COMP5318 - Machine Learning and Data Mining
Assignment 1
Due: 08 May 2017, 5:00PM
1 Data set description
The dataset is collected from the Apps Market. There are four main files:
1. training data.csv: • There are 20,104 rows; each row corresponds to an app. • For each row, each column is separated by comma (,). The first column is the app’s name, with the remaining columns containing the tf-idf values. The tf-idf values are extracted from words in the description of each app. We have done some pre-processing steps which resulted in 13,626 unique words. If a word is found in the description of an app, it has a tf-idf value (the tf-idf value is not zero). On the other hand, its tf-idf value is equal to zero if the word is not found in the description of the app.
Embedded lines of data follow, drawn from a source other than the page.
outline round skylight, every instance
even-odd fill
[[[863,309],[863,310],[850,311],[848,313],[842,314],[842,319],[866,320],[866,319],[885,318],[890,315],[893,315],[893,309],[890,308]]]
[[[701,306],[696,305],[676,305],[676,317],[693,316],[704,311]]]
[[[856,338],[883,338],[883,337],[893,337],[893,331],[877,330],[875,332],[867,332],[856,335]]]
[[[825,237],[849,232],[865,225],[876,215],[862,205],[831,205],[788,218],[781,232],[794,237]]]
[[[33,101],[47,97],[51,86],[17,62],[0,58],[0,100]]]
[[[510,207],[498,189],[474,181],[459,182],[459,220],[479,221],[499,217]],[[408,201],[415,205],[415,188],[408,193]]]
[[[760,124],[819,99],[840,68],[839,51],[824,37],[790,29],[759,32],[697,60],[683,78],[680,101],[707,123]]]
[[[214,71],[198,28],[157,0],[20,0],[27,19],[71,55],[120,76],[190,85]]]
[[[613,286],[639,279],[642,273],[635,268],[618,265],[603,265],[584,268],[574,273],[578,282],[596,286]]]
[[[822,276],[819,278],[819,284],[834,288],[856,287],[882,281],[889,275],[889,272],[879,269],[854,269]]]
More information about tf-idf could be found in http://en.wikipedia.org/wiki/Tf%E2%80%93idf • In summary, data train.txt is a matrix with dimension: 20,104×13,627 (remember the first column is the app’s name).
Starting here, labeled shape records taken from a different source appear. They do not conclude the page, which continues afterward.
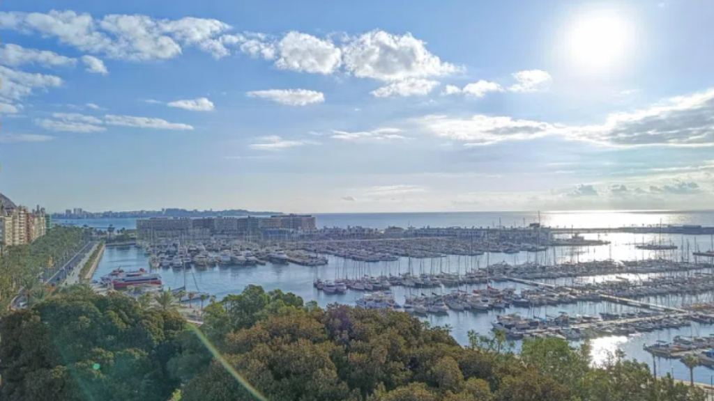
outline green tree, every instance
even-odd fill
[[[178,385],[166,362],[183,325],[121,294],[58,293],[3,320],[0,399],[165,401]]]
[[[578,348],[573,348],[564,340],[535,339],[523,341],[521,358],[528,365],[549,375],[568,388],[575,390],[590,370],[590,344],[587,342]]]
[[[154,300],[161,310],[176,308],[176,298],[171,291],[161,291],[154,295]]]
[[[139,295],[137,298],[136,302],[139,303],[139,307],[141,310],[147,310],[151,308],[151,303],[154,301],[151,294],[149,293],[144,293]]]
[[[682,362],[689,369],[689,384],[690,385],[693,387],[694,368],[699,366],[700,365],[699,358],[691,354],[687,354],[683,358],[682,358]]]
2. training desc.csv: • There are 20,104 rows; each row is for an app. • For each row, each column is separated by comma (,). The first column is the app’s name and the second column contains the app’s description.
3. training labels.csv: • There are 20,104 rows; each row is for an app. • For each row, each column is separated by comma (,). The first column is the app’s name and the second column is for the label.
1
• There are 30 unique labels in total, for example Casual, Health and Fitness, etc.
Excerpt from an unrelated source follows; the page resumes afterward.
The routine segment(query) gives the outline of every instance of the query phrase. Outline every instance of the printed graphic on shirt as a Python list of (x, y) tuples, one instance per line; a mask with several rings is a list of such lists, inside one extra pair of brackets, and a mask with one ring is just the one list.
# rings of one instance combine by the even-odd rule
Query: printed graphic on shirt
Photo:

Note that it is not necessary that the same rows of two training files refer to the same app. Please use the app’s name as a reference.
4. test data.csv: • This is a subset of the original data set; we have split the original data set into 90% for training set and 10% for test set (per label). This file should NOT be used for training the classifier. • Your code must be able to read the test set, and output a file “predicted labels.csv” in the same data-format as “training labels.csv”. Make sure the predictions (classification results for the test set) are in the same order as test inputs, i.e. the first row of “predicted labels.csv” corresponds to the first row of “test data.csv” and so on). • The score will be based on how accurate your approach is. We will collect “predicted labels.csv” and compare it to the actual labels to get the accuracy of your approach. For further testing purposes, we may use a different test set while grading.
2 Task description
Each group consists of up to 3 students. Your task is to determine / build classifier for the given data set and write a report. The score allocation is as follows: • Classifier: max 20 points • Report: max 80 points Please see section 4 for the detailed marking scheme. The report and the code are to be submitted to eLearning by the due date.
2.1 Programming languages and libraries
You are allowed to use one of the following languages: Python, Cython, Matlab, R, C/C++ or Java.
However, all are encouraged to use Python3. Although you are allowed to use external libraries for optimization and linear algebraic calculations, you are NOT
2
allowed to use external libraries for basic pre-processing and classification. For instance, you are allowed to use scipy.optimize for gradient descent or scipy.linalg.svd for matrix decomposition. However, you are NOT allowed to use sklearn.svm for classification (i.e. you have to implement the classifier yourself, if required). If you have any ambiguity whether you can use a particular library or a function, please post on edstem under the ”Assignment 1” thread.
2.2 Performance evaluation
We expect you to have a rigorous performance evaluation and a discussion. To provide an estimate of the performance (precision, recall, F-measure, etc.) of your classifier in the report, you can perform a 10-fold cross validation on the training set provided and average the metrics for each fold.
3 Instructions to hand in the assignment
1. Go to eLearning and upload the following files/folders compressed together as a zip file.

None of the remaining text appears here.